Snap15 May 2019Updated 14 seconds ago

Czech GDP as expected in 1Q but risks abound

The first estimate of Czech economic growth in 1Q19 came at 2.5%, broadly in line with expectations. After almost 3% growth last year, the Czech economy will likely decelerate towards 2.5% this year amid weaker foreign demand

Shutterstock
160218-image-czech_republic.jpg

Broad-based growth

The preliminary estimate does not yet specify the breakdown of GDP, the Czech Statistical Office (CZSO) simply says: External demand and household consumption were the main GDP growth factors in Q1. Dynamic growth of gross fixed capital formation continued. Manufacturing contributed the most to the gross value added formation; after a year, it has thus become again the dominant growth factor of the domestic economy. Most of the economic activities of services as well as construction continued to be successful.

More information will have to wait until the end of May when the CZSO publishes a more detailed GDP structure.

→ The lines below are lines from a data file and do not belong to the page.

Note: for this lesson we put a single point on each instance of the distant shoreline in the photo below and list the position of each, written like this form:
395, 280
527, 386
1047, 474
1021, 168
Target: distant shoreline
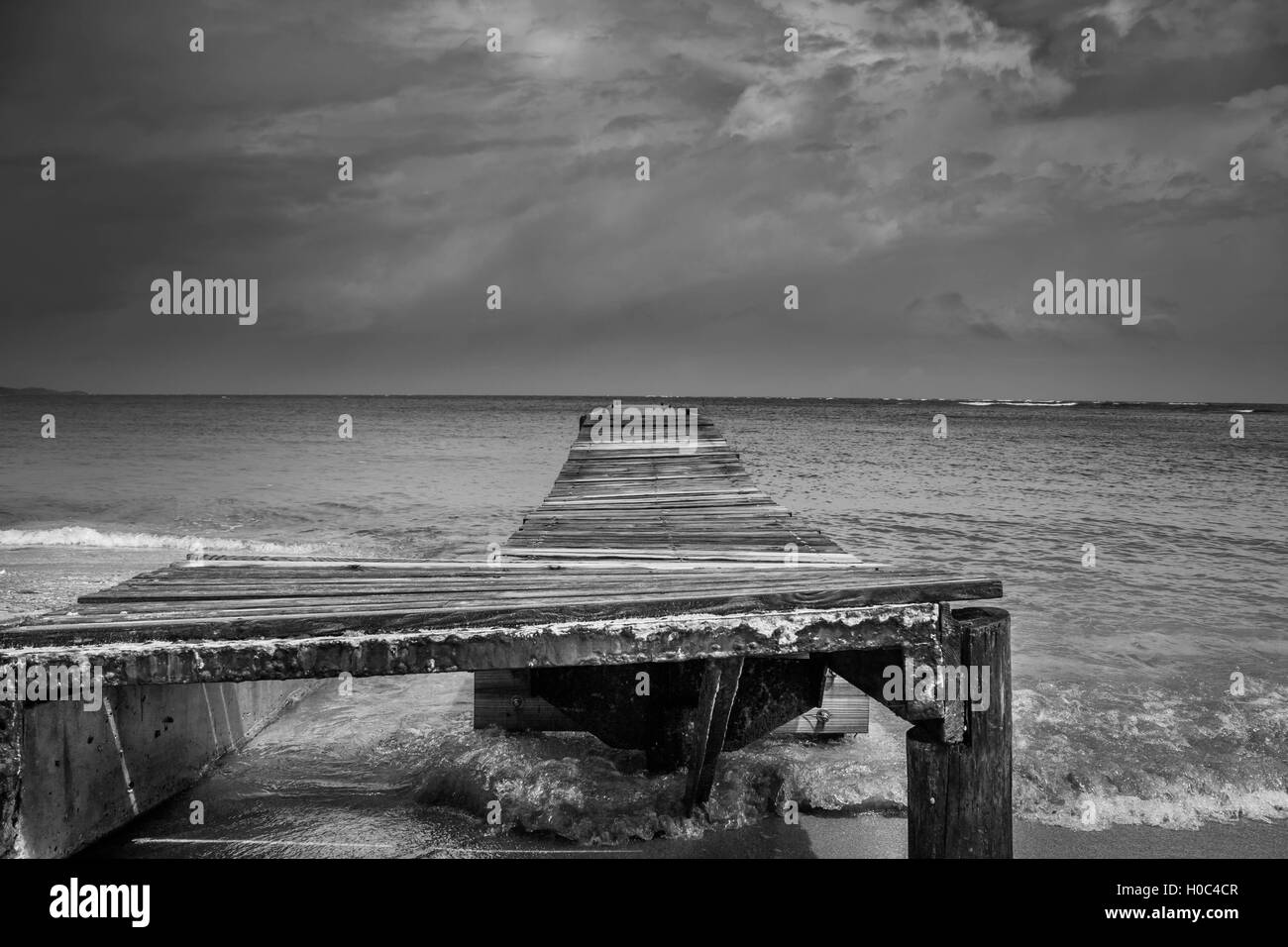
595, 398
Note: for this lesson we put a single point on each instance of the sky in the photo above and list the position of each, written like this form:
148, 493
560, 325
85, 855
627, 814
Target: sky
767, 167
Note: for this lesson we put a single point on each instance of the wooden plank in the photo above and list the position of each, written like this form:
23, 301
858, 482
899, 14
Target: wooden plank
960, 793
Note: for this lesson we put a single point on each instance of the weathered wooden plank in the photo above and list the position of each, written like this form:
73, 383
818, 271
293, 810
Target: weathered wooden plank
326, 651
960, 793
719, 689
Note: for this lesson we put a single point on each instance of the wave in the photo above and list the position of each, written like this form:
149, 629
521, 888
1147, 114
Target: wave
1020, 403
91, 538
1070, 771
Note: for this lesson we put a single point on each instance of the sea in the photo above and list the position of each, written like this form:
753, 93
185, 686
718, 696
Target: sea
1142, 551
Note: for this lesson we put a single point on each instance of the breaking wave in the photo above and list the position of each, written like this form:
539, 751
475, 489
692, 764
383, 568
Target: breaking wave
91, 538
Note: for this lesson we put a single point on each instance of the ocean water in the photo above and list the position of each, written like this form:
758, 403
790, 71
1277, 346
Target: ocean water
1122, 673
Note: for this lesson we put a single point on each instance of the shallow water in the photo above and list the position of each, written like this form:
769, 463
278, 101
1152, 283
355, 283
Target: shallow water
1122, 672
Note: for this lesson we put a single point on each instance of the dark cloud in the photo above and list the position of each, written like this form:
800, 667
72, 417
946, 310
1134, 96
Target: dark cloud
516, 169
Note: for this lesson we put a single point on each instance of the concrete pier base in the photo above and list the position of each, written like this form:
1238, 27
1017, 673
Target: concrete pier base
69, 776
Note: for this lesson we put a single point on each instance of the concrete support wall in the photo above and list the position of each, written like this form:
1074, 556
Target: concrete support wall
69, 776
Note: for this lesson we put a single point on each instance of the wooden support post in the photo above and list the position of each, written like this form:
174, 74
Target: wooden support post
715, 701
960, 793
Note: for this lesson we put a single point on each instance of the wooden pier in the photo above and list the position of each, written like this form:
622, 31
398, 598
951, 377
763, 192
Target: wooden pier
656, 598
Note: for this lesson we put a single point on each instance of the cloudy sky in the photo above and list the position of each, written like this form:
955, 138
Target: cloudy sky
768, 167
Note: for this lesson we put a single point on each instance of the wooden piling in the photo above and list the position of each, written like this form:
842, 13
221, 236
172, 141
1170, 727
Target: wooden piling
719, 688
960, 793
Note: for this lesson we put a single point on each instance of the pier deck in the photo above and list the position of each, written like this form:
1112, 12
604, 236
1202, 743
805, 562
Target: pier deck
647, 564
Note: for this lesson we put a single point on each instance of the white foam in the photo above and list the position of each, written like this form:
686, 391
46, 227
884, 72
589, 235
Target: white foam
91, 538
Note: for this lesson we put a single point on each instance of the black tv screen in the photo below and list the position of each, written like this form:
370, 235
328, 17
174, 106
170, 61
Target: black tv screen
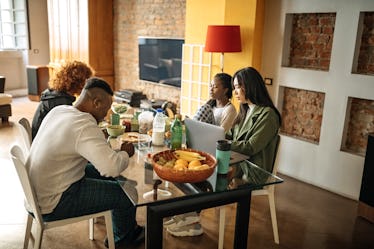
160, 60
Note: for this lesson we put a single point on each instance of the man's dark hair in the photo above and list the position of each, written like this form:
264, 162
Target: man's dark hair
99, 83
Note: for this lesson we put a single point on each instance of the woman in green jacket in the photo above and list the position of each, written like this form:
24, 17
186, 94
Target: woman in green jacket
255, 129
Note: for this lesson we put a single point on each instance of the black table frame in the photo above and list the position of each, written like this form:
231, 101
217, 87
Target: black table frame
159, 210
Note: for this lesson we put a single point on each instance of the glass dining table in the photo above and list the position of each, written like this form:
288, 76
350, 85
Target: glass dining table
164, 199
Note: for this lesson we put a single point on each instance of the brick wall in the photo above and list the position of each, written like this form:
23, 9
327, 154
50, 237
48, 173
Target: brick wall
360, 124
133, 18
311, 40
365, 63
302, 114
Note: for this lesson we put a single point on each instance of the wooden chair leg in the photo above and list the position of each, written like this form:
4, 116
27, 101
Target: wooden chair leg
38, 237
28, 231
273, 217
91, 229
109, 230
221, 231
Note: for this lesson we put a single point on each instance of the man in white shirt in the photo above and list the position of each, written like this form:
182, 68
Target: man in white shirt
65, 184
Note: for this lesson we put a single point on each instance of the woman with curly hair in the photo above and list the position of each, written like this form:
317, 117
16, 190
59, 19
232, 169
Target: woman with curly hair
67, 83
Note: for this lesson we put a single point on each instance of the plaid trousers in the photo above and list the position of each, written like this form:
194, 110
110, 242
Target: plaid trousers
95, 193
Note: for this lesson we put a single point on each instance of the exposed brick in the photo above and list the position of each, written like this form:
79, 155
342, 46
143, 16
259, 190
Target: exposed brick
311, 38
302, 113
365, 63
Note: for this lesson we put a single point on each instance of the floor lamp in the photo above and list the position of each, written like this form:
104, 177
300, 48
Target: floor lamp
223, 39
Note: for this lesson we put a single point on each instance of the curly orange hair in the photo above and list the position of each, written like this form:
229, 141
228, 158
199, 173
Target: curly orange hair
71, 77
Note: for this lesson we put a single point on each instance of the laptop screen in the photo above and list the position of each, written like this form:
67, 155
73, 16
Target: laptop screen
203, 136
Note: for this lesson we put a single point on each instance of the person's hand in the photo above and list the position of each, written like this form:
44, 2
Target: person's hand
128, 147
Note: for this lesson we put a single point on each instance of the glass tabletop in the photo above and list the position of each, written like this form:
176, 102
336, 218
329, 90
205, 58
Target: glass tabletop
144, 187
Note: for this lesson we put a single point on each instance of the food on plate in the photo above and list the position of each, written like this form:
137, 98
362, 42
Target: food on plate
131, 137
167, 134
119, 108
183, 164
115, 130
128, 147
188, 155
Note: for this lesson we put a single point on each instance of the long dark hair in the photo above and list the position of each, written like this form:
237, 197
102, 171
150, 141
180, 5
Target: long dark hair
251, 81
226, 83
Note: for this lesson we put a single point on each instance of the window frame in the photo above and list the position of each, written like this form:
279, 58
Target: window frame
15, 38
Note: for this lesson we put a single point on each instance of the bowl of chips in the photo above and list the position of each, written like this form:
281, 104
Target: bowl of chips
184, 165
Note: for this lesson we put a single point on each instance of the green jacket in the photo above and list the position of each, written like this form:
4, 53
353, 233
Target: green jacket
257, 136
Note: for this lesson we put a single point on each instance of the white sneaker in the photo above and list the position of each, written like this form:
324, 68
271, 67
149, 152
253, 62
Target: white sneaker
194, 229
182, 220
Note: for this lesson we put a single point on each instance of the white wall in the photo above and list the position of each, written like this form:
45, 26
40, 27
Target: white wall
323, 165
13, 63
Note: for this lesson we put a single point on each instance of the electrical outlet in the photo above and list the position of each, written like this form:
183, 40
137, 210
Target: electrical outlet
268, 81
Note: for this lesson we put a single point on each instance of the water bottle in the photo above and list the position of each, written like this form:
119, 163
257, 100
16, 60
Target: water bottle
223, 153
158, 129
176, 133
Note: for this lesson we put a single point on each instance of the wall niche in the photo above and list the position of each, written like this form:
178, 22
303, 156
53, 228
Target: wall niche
364, 52
358, 124
308, 40
302, 112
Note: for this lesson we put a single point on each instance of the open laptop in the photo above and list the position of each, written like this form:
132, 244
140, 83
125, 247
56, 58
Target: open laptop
203, 136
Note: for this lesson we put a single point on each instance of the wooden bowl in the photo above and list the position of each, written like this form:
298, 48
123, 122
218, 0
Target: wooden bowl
184, 176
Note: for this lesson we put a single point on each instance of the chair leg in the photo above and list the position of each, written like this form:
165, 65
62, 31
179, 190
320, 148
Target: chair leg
273, 217
38, 237
28, 231
221, 232
91, 229
109, 229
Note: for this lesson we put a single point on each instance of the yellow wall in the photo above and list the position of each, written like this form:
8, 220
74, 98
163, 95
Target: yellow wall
249, 14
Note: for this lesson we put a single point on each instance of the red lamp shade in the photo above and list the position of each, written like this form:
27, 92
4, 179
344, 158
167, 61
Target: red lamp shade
223, 38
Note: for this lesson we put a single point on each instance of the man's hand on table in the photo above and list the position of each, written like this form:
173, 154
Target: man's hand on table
128, 147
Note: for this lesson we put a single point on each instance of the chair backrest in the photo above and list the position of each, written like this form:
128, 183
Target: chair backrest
23, 175
275, 165
25, 128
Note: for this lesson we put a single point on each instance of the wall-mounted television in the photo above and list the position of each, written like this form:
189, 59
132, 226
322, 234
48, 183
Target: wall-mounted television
160, 60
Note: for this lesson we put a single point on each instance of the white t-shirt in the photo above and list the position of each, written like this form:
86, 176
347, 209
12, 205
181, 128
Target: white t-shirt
225, 116
66, 141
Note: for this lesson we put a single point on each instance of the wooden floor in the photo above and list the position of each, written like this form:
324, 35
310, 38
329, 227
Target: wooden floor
308, 217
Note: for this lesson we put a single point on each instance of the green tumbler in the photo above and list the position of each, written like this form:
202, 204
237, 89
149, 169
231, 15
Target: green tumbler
223, 153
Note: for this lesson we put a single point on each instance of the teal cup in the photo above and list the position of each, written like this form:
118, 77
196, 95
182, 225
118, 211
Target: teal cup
223, 153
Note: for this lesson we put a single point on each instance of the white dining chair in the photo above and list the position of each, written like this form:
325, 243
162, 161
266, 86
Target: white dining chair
267, 190
25, 129
33, 206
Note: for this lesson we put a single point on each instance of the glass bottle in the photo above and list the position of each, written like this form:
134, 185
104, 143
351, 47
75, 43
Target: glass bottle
158, 129
176, 133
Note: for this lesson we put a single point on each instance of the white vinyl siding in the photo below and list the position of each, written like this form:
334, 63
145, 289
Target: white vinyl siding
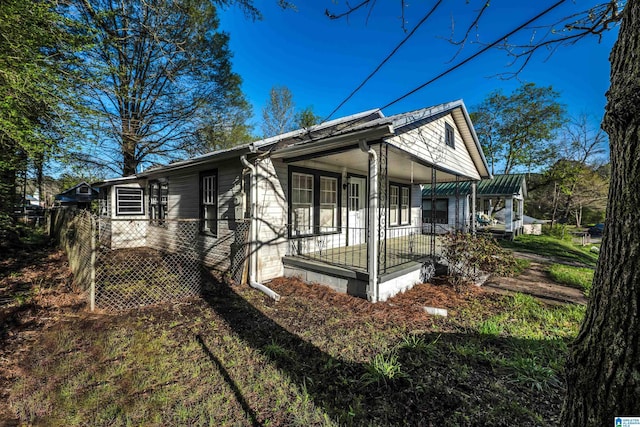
428, 143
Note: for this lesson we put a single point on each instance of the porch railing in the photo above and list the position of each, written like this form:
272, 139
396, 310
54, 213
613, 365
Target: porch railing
342, 247
347, 247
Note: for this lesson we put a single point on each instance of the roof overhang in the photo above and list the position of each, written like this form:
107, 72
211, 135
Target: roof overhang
333, 143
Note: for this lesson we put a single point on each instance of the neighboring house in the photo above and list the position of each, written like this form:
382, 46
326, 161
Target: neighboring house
454, 209
339, 203
79, 196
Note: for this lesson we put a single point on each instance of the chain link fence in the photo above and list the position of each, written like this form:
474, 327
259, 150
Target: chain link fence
126, 263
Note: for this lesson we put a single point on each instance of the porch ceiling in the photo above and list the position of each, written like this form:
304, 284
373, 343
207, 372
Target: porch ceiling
401, 167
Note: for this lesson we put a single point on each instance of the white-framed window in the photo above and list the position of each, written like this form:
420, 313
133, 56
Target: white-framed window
438, 213
209, 202
129, 201
314, 206
404, 205
328, 204
301, 203
158, 201
449, 135
398, 204
393, 204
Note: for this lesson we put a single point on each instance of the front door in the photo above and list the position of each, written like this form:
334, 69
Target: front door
357, 211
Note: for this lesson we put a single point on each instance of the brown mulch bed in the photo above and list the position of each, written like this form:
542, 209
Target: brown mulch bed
406, 307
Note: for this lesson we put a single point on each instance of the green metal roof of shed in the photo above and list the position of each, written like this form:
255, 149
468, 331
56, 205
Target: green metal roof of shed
500, 185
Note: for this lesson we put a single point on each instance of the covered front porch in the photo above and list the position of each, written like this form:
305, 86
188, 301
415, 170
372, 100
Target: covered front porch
354, 199
345, 268
375, 243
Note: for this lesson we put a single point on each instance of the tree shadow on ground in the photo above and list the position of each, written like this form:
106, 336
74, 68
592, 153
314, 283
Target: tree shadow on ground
443, 378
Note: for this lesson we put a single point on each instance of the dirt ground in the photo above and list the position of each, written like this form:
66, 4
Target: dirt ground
36, 293
535, 281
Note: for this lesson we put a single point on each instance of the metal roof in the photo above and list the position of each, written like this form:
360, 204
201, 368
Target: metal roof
500, 185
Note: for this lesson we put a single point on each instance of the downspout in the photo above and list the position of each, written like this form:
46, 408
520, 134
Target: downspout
253, 235
373, 292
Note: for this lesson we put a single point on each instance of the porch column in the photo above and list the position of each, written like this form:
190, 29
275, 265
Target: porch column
473, 207
382, 208
521, 214
372, 231
508, 214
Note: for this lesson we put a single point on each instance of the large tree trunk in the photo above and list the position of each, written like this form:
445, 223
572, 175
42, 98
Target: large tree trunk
603, 369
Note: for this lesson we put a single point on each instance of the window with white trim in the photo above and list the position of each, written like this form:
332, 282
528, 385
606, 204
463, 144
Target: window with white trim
209, 202
328, 204
404, 205
393, 204
439, 215
314, 205
301, 204
398, 204
129, 201
158, 201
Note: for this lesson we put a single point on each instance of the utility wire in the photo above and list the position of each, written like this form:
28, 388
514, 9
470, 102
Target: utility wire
475, 55
393, 52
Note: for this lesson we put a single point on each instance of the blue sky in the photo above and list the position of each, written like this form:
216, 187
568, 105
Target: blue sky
321, 61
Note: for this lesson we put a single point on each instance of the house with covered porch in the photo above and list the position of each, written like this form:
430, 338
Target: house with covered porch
493, 205
338, 203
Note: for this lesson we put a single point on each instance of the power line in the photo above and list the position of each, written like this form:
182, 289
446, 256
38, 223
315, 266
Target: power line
393, 52
475, 55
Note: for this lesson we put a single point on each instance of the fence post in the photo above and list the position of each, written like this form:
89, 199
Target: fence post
92, 290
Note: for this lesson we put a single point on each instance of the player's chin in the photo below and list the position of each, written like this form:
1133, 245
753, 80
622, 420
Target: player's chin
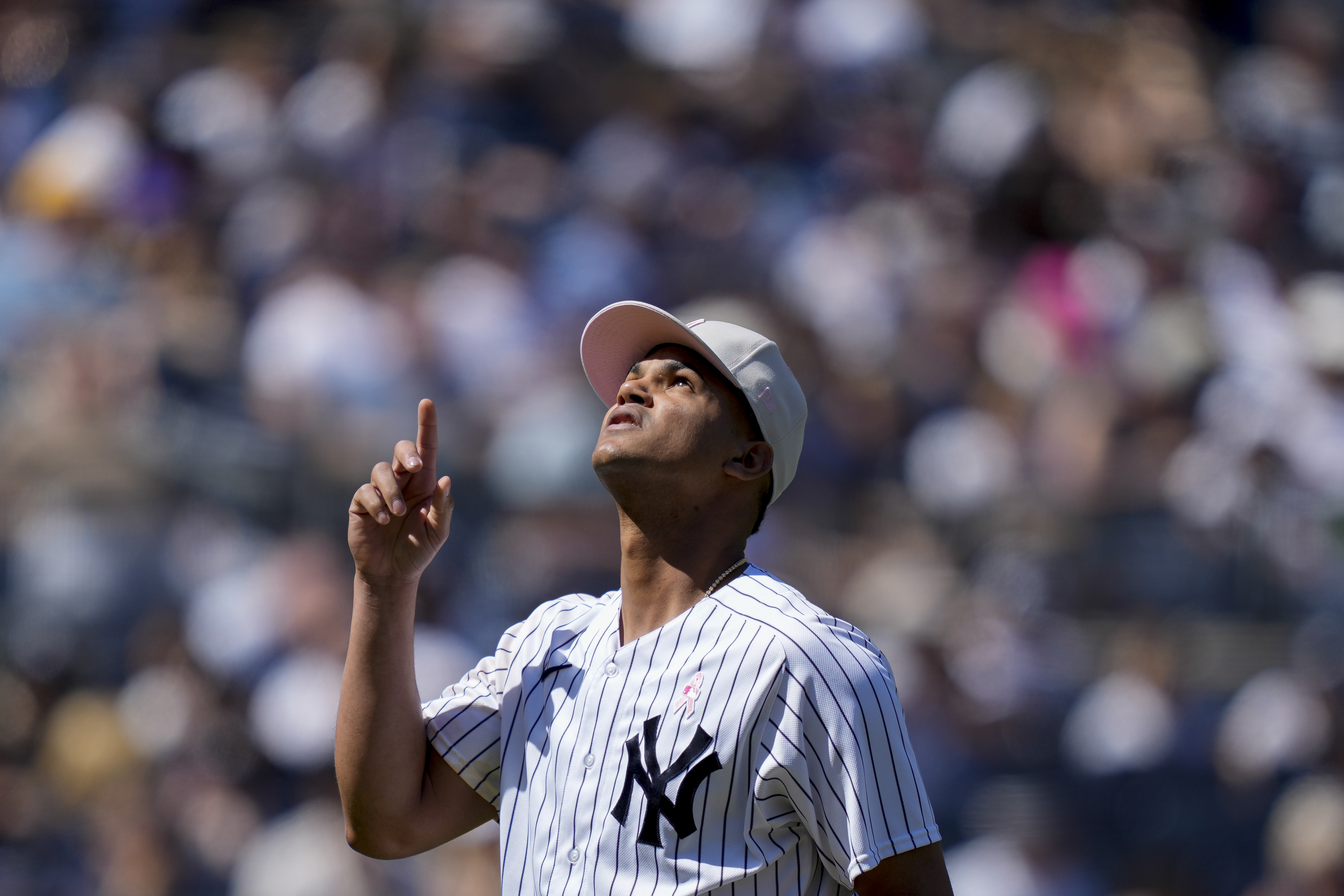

Surprisingly positive contribution of industry

Given the above-mentioned comments we know that growth in the domestic economy was driven mainly by household consumption and solid investment activity in the first quarter of this year. Already-released data confirms that services and construction performed quite well at the beginning of the year, as the CZSO said. Still, a strong contribution from the manufacturing segment- as mentioned by the CZSO-  is surprising, because according to previously published monthly figures, the manufacturing industry declined by almost 1% in quarterly terms and its annual growth stagnated in 1Q. As such, a change of inventories and/or intermediate consumption had to play an important role in the Gross Value Added calculation in 1Q19. This doesn't mean that industry is not slowing down and external demand remains a concern.

Czech GDP growth (%)

CZSO, ING
CZSO, ING

Czech economy will decelerate this year

This year, the domestic economy should continue to slow slightly, with consensus expectations moving to around 2.5%. However, at the moment, the risks are skewed in the direction of weaker growth, mainly due to slowing industrial production and external demand. Another risk is the escalation of trade wars and the slowdown in the Chinese economy. Although it is a less important destination for direct domestic exports (around 1% of total Czech exports), it is one of Germany's largest export destinations and, indirectly, it is also essential for the domestic economy.

Positive message from the GDP data so far

An acceleration in the German economy in the first quarter of this year, by 0.4% quarter-on-quarter, is certainly positive, as the Czech Republic's most important trading partner was on the edge of recession at the end of last year. According to preliminary data, GDP growth in Germany, as in the Czech Republic, was driven by favourable household consumption. However, industry is still lagging behind and the growth of the German economy in the first quarter can thus be interpreted as a sign of stabilisation rather than a significant improvement. In general, however, given the less favourable signals from abroad, GDP figures in the first quarter of this year from the domestic economy can be interpreted in a positive way.